In April 2006, Billboard announced that Cris and Curt Kirkwood would be recording again as the Meat Puppets. Curt said the brothers planned to release an epic album of "big Meat Puppets stuff", followed by a tour. The original drummer, Derrick Bostrom, was replaced by drummer Ted Marcus.
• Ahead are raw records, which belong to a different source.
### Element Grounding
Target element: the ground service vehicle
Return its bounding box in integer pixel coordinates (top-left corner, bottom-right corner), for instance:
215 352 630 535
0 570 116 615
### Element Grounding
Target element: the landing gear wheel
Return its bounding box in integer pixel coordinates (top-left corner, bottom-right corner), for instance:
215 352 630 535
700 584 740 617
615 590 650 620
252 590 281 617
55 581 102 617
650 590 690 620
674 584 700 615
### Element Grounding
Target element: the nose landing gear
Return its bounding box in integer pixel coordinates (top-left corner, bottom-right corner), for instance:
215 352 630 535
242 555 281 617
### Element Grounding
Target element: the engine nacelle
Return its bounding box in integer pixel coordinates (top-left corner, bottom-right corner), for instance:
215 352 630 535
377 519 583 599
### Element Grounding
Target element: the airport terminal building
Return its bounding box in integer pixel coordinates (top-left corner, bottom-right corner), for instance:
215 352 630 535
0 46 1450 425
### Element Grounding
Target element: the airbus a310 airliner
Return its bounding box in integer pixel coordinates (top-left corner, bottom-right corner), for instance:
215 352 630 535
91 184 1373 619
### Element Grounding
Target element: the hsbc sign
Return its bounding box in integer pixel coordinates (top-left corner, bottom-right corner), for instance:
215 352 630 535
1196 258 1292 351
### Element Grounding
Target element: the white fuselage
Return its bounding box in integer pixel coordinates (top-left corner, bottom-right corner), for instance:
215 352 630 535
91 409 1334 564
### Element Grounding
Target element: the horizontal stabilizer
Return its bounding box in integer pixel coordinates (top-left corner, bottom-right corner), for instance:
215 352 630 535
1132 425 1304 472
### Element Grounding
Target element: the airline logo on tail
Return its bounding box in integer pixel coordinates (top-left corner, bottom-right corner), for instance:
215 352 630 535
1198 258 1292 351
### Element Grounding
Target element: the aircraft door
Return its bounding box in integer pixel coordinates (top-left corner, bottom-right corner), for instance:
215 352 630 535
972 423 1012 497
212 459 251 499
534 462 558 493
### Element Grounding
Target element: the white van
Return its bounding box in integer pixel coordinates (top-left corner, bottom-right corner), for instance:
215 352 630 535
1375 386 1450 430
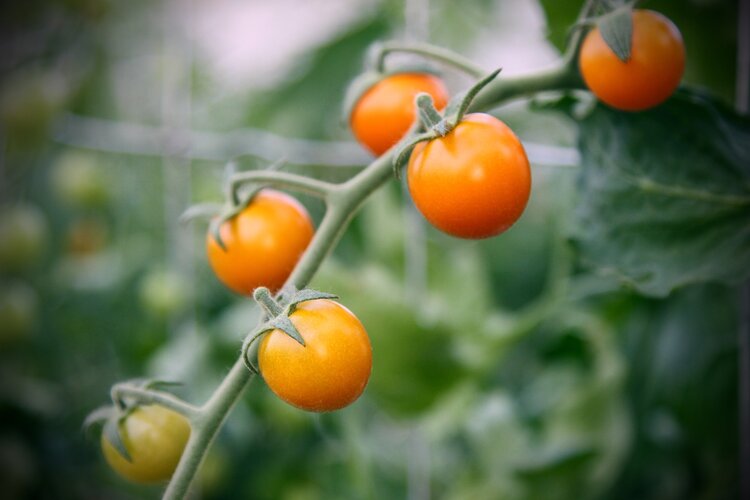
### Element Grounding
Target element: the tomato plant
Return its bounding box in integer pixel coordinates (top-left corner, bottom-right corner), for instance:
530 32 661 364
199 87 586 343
351 73 448 156
407 113 531 239
206 189 315 295
579 10 685 111
258 300 372 412
0 204 49 272
101 405 190 483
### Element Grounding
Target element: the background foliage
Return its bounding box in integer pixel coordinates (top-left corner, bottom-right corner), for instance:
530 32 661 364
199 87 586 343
0 0 750 500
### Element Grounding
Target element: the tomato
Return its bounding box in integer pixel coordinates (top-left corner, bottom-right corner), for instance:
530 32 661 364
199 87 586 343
407 113 531 239
0 283 39 347
258 299 372 412
206 189 315 295
139 270 191 319
351 73 448 156
101 405 190 483
0 205 49 272
578 10 685 111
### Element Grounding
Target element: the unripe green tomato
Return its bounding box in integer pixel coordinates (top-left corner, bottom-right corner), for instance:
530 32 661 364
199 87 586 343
0 283 39 347
139 270 191 319
0 205 48 272
101 405 190 483
51 151 111 208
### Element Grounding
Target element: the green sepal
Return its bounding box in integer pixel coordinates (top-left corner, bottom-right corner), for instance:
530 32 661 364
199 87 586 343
286 288 339 314
81 405 117 434
268 314 305 347
597 5 633 63
341 64 441 126
393 130 439 179
102 412 133 463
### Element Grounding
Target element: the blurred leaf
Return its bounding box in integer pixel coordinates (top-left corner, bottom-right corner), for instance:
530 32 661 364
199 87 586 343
574 92 750 296
597 5 633 62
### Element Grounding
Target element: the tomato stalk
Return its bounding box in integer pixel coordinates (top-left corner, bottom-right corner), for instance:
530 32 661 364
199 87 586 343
157 15 593 499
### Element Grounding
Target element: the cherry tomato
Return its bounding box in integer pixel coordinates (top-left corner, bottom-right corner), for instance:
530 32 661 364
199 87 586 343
206 189 315 295
407 113 531 239
258 299 372 412
351 73 448 156
101 405 190 483
578 10 685 111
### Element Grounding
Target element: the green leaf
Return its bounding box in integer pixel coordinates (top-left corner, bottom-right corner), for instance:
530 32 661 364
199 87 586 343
102 415 133 462
574 92 750 296
269 314 305 347
597 5 633 62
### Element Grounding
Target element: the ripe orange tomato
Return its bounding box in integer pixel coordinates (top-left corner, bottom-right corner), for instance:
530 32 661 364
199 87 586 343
101 405 190 483
351 73 448 156
258 299 372 412
206 189 315 295
407 113 531 239
578 10 685 111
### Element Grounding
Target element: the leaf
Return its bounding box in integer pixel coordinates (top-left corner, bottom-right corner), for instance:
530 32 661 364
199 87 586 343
573 92 750 296
597 5 633 63
269 314 305 347
102 416 133 462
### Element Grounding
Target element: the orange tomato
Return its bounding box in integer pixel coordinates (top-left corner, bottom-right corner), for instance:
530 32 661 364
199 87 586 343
258 299 372 412
351 73 448 156
101 405 190 483
578 10 685 111
407 113 531 239
206 189 315 295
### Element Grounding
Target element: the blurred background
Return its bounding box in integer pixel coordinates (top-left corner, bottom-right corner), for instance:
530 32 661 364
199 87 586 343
0 0 739 500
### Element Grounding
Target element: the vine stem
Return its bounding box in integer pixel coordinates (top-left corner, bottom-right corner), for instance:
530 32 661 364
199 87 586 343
112 385 200 420
157 38 580 500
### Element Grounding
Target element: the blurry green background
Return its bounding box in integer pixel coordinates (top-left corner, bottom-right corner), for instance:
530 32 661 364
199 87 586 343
0 0 739 500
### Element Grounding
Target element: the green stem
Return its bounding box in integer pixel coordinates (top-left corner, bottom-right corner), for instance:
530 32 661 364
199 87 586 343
375 42 485 78
229 170 335 200
112 385 200 420
164 36 596 500
163 359 253 500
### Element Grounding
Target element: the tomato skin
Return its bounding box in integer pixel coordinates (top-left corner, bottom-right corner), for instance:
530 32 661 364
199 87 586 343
351 73 448 156
407 113 531 239
258 299 372 412
206 189 315 295
101 405 190 483
578 10 685 111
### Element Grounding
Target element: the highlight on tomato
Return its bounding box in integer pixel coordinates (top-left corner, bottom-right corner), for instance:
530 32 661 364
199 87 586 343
578 9 685 111
101 405 190 483
258 299 372 412
350 73 449 156
407 113 531 239
206 189 315 295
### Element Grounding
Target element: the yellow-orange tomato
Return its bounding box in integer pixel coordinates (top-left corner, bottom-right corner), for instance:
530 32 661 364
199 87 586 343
206 189 315 295
101 405 190 483
578 10 685 111
258 299 372 412
407 113 531 239
351 73 448 156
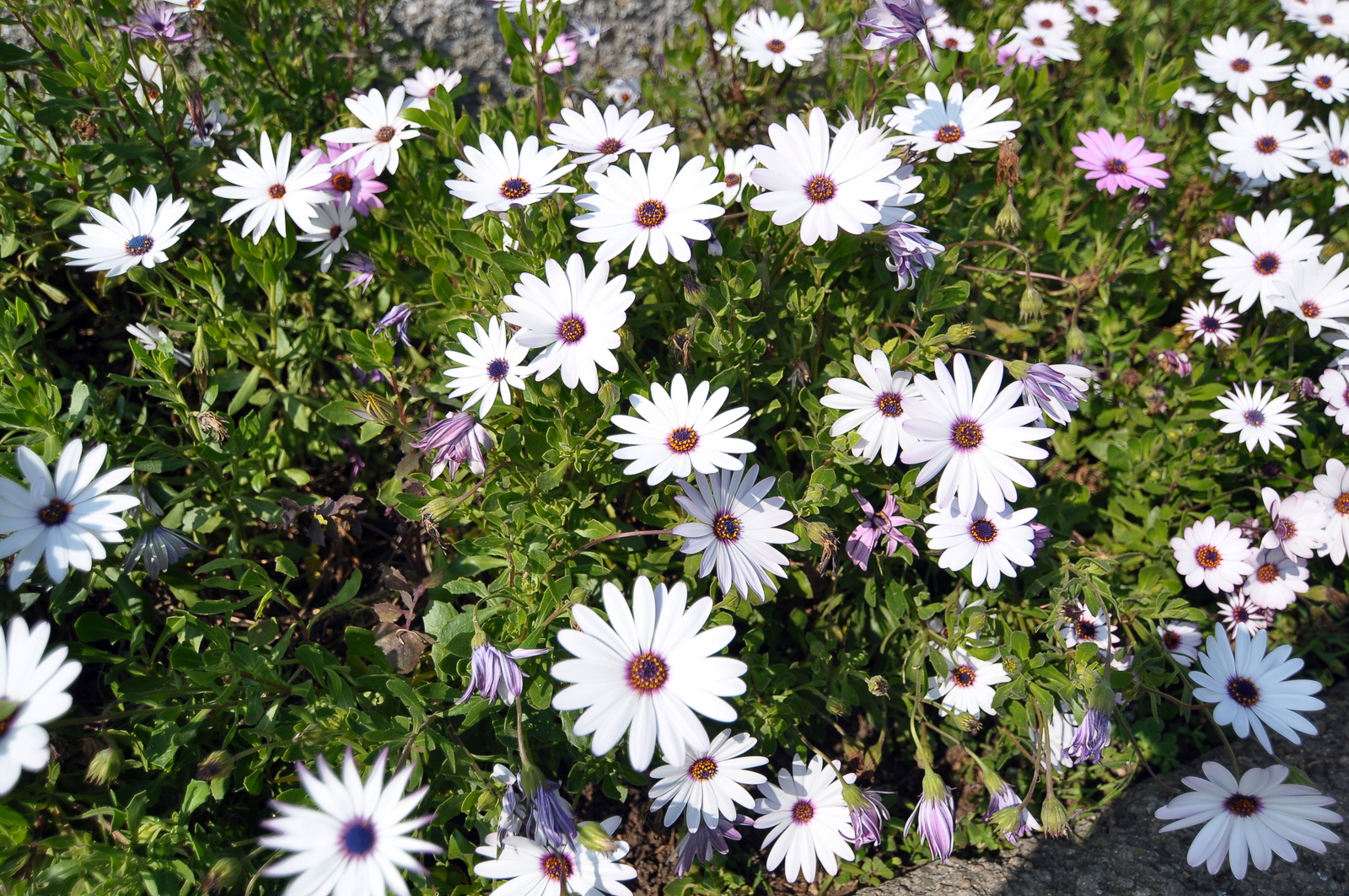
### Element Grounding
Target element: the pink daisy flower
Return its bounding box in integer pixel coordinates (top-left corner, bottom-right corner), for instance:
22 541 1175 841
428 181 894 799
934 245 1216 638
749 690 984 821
301 143 389 215
1072 128 1171 196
"I haven't seen my brother since like 1998, but I'm talking to him a lot," Curt was quoted as saying. "He's [been] clean for more than two years and he's all raring to go. Cris' resurrection is no less than miraculous – it's like a Lazarus-type thing. I was just like, 'If Cris is back, I know his frame of mind.' If he's upright and walking, it's hard to knock him down." Cris appeared on the Meat Puppets' first post-reunion album Rise to Your Knees (2007) and subsequent releases (see Meat Puppets discography).

Kirkwood was extensively interviewed for the 2012 book, Too High to Die: Meet the Meat Puppets, by author Greg Prato.

In 2015, he launched his own self-titled podcast, The Cris Kirkwood Podcast. On July 10, 2015, Kirkwood appeared on Ken Reid's TV Guidance Counselor Podcast. In 2016, Cris either produced and/or played with the following artists for Slope Records – The Exterminators, the Linecutters, and Sad Kid.

==Personal life==
Kirkwood is a grandson of Carl W. Renstrom, who was owner of Tip-Top Products and a multi-millionaire from Omaha, Nebraska.